Em mãos, os 17 investigadores do núcleo da Unidade dos Grandes Contribuintes (UGC) têm a tarefa de seguir de perto 539 pessoas com rendimentos superiores a 750 mil euros e 215 contribuintes que têm património mobiliário ou imobiliário que ultrapasse os cinco milhões. Ao mesmo tempo há 42 destas pessoas que têm relações jurídicas e económicas com grandes empresas.

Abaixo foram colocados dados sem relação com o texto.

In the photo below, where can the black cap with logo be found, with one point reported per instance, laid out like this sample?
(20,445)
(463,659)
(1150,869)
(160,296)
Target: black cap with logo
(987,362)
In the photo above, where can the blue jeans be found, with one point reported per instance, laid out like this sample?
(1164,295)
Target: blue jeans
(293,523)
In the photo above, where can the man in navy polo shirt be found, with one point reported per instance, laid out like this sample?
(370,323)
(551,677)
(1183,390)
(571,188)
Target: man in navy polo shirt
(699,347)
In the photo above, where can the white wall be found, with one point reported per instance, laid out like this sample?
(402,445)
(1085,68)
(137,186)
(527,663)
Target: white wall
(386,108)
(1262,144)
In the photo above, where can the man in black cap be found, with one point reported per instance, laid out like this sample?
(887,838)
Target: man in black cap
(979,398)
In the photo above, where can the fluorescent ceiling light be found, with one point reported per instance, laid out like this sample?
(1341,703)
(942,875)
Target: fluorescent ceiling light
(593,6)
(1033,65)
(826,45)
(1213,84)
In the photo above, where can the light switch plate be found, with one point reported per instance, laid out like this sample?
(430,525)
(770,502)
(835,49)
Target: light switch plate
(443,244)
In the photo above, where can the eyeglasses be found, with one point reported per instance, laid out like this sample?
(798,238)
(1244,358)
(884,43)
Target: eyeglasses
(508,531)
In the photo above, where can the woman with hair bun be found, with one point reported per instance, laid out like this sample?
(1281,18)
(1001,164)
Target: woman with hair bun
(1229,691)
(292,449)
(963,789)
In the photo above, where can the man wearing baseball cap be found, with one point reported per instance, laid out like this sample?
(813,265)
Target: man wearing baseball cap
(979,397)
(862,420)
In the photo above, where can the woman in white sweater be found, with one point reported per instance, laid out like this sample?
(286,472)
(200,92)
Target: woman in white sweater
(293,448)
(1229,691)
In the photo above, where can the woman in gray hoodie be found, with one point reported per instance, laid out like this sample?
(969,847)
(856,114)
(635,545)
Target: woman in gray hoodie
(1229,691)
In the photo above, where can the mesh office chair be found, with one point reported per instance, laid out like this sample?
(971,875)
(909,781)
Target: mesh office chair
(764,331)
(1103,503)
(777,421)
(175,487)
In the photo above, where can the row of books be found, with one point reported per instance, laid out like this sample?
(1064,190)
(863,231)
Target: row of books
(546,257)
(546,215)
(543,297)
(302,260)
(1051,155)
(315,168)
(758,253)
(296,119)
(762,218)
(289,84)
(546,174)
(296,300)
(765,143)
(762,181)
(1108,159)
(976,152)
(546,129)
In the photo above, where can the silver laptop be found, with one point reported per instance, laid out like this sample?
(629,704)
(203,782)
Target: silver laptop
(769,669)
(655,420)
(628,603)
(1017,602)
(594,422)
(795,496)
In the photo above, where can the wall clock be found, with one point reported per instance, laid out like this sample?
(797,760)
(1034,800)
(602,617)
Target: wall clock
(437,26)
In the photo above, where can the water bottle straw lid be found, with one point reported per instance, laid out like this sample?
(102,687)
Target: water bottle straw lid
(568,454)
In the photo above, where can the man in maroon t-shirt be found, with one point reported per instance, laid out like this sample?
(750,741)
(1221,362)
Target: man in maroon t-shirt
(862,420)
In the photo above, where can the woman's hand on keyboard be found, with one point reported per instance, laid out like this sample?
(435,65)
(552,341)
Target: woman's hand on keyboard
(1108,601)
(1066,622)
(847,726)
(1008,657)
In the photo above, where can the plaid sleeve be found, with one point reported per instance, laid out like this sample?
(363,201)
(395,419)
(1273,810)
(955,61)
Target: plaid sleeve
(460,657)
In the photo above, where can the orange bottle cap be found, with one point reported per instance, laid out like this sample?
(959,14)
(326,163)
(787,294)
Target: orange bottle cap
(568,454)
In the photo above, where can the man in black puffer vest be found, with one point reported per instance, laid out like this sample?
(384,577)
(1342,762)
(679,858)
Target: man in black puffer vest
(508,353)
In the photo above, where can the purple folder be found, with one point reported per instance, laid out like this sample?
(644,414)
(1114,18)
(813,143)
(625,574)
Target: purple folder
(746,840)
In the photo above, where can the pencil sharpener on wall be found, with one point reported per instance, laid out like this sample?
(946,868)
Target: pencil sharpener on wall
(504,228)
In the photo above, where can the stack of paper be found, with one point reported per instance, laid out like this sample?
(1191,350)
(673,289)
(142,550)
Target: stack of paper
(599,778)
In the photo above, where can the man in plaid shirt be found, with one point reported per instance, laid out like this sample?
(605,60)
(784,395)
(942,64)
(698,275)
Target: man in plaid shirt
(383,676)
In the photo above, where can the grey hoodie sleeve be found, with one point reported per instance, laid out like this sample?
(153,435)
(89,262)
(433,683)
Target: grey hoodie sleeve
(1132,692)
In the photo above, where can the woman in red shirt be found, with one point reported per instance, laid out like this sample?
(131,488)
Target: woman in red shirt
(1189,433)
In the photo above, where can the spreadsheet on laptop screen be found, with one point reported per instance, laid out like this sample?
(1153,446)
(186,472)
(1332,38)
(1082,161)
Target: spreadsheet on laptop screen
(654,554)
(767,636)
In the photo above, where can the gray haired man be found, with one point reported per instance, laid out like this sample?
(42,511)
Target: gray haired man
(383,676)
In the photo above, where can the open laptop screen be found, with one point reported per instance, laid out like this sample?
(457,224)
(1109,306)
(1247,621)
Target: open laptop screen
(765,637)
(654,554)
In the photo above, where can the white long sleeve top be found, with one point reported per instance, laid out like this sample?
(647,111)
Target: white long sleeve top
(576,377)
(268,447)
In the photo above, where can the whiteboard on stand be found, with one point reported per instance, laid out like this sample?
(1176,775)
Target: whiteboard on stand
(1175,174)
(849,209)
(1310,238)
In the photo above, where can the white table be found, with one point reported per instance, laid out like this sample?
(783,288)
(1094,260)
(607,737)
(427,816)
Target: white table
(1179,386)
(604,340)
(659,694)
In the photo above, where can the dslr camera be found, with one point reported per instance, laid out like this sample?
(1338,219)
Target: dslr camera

A soma das três situações dá um total de 796 indivíduos, mas como há 38 casos em que as pessoas preenchem mais do que um critério, o total exacto do número de singulares é de 758. Para além destas pessoas, a unidade especializada poderá ainda fiscalizar casos em que há manifestação de valores semelhantes e que ainda não estão incluídos neste universo inicial, escreve o jornal.

Até 2016, a UGC fazia apenas o acompanhamento de grandes empresas a operar no país — as que pagam mais de 20 milhões de euros em impostos ou têm um volume de negócios superior a 200 milhões de euros –, desde o setor financeiro ao petrolífero, passando por empresas da distribuição e retalho, operadoras de telecomunicações, construtoras e centros hospitalares EPE.

A discussão sobre este grupo de trabalho começou a surgir no final de 2015, depois de José Azevedo Pereira, então já ex-diretor do fisco, ter dito, em entrevista à SIC Notícias, ter a ideia de que a equipa dedicada à tarefa de escrutinar os contribuintes mais ricos estaria desagregada. A diretora do fisco, Helena Borges, viria a afirmar no Parlamento em janeiro de 2016 que a equipa estava de pé: nesta altura, já o fisco tinha identificado 240 contribuintes que direta ou indiretamente detinham mais de 25 milhões de euros em património e/ou cinco milhões de euros de rendimentos.